Biological Function Emerges from Unsupervised Learning on 250M Protein Sequences (opens in new tab)

(biorxiv.org)

251 pointssmhx7y ago49 comments

49 comments

27 comments · 10 top-level

gigantum7y ago· 4 in thread

Like some of the other ML/AI posts that made it to the top page today, this research too does not give any clear way to reproduce the results. I looked through the pre-print page as well as the full manuscript itself.

Without reproducibility and transparency in the code and data, the impact of this research is ultimately limited. No one else can recreate, iterate, and refine the results, nor can anyone rigorously evaluate the methodology used (besides giving a guess after reading a manuscript).

The year is 2019, many are finally realizing it's time to back up your results with code, data, and some kind of specification of the computing environment you're using. Science is about sharing your work for others in the research community to build upon. Leave the manuscript for the pretty formality.

Havoc7y ago

>any clear way to reproduce the results.

Given that it's evolved I'd imagine this is a given? Or more accurately you could probably duplicate some kind of emergent behaviour but it would be different given different randomized parameters

threwawasy12287y ago

More of what the point is I think is that they don't go into any meta-analysis of big changes that were seen in many of the trials. They don't try to isolate specific mechanisms that formed in a majority of trials that almost made it to this stage for example. They just don't really go into any analysis of the failure trees in trial dataset at all.

IMHO this is probably just a case of them trying to stretch this out across a bunch of different papers, and this is just the announce paper. Which is a shitty practice, but the current academic environment encourages taking good findings and puffing them up into multiple incomplete papers rather than one well-done paper.

lysium7y ago

Usually you use an RNG for which you can publish the seed. So, although it’s random, you can reproduce the results.

1 more reply

vanattab7y ago

Is it not possible to use the same seed and random number generator to reproduce the results accurately?

1 more reply

ArtWomb7y ago· 4 in thread

Fergus Lab at NYU. I believe he's across the hall from Yann LaCunn as well ;)

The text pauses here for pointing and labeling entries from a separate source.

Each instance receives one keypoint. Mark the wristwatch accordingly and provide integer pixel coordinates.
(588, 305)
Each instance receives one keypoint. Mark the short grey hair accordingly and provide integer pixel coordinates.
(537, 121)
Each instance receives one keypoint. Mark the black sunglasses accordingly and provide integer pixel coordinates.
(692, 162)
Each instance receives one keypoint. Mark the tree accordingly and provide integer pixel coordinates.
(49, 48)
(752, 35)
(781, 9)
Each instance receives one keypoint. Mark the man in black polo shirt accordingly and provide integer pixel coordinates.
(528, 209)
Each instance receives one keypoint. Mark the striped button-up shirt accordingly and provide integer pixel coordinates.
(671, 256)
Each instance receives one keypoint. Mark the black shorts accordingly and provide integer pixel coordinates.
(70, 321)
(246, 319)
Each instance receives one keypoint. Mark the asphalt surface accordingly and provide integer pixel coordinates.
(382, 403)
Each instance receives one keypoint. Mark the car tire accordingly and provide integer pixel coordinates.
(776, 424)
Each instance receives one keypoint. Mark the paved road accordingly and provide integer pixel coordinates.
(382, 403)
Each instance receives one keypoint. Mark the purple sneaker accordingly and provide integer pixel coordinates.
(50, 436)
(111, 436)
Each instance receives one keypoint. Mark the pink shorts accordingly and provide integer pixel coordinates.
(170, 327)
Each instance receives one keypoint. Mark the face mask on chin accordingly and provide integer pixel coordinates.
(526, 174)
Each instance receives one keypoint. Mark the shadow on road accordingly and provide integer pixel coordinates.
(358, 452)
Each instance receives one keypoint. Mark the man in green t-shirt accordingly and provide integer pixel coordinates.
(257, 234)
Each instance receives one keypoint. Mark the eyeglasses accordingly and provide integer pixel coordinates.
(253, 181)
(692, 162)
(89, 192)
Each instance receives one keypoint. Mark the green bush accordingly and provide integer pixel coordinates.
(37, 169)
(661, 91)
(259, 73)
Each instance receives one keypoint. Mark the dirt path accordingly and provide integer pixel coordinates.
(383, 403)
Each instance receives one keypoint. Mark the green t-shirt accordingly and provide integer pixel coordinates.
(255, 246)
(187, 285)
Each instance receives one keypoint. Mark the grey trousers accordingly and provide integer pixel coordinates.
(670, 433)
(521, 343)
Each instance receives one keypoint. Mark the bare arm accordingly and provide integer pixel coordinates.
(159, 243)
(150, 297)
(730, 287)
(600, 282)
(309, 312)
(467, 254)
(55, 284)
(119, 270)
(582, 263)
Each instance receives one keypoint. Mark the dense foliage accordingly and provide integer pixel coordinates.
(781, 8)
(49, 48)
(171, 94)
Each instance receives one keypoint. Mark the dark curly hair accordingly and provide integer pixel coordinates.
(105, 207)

Still a long way from a Theory of Biogenesis. But a good next step is using a differentiable model to predict novel proteins which have no analogue in Nature. Much like Materials Genome researchers searching for stable phases of matter!

"Training ever bigger convnets and LSTMs on ever bigger datasets gets us closer to Strong AI -- in the same sense that building taller towers gets us closer to the moon." --François Chollet

visarga7y ago

> "Training ever bigger convnets and LSTMs on ever bigger datasets gets us closer to Strong AI -- in the same sense that building taller towers gets us closer to the moon." --François Chollet

The Transformer layer has radically leaped over LSTMs and CNNs. While LSTMs can model sequences and CNNs regular grids, they have no efficient long range interaction mechanism. Transformer does. It's a huge leap similar to the one in computer vision from a few years ago.

What is needed besides spatial translation invariance (CNN) and temporal invariance (LSTM) is permutation invariance. Whenever the problem can be described as a graph, then the ordering of the vertices and edges should not matter. You can't do that with CNNs and LSTMs, but you can do it with Graph neural nets and Transformers.

Apparently Transformers are the best for language modelling (GPT-2), playing games (Dota2 from OpenAI), composing music and possibly now in modelling proteins. I assume they will play a huge role in working with graph structured data, with multiple entities and relations.

nl7y ago

It's not really as clear cut as that.

Transformers work well in sequence tasks because both compare well in terms of accuracy but also scale better than a RNNs like a LSTM or a GRU. That means they can be trained on more data.

This isn't really the same as CNNs, where they model images by running at different scales. I'm not aware of any cases of Transformers being used particularly successfully on images.

They can be used on graphs of course, by translating the problem into a graph walk problem (ala DeepWalk).

All the examples you gave (language modelling, Dota2, music and protein modelling) are setup as sequence prediction problems, so are perfect for Transformers.

1 more reply

eganist7y ago

> I believe he's across the hall from Yann LaCunn as well ;)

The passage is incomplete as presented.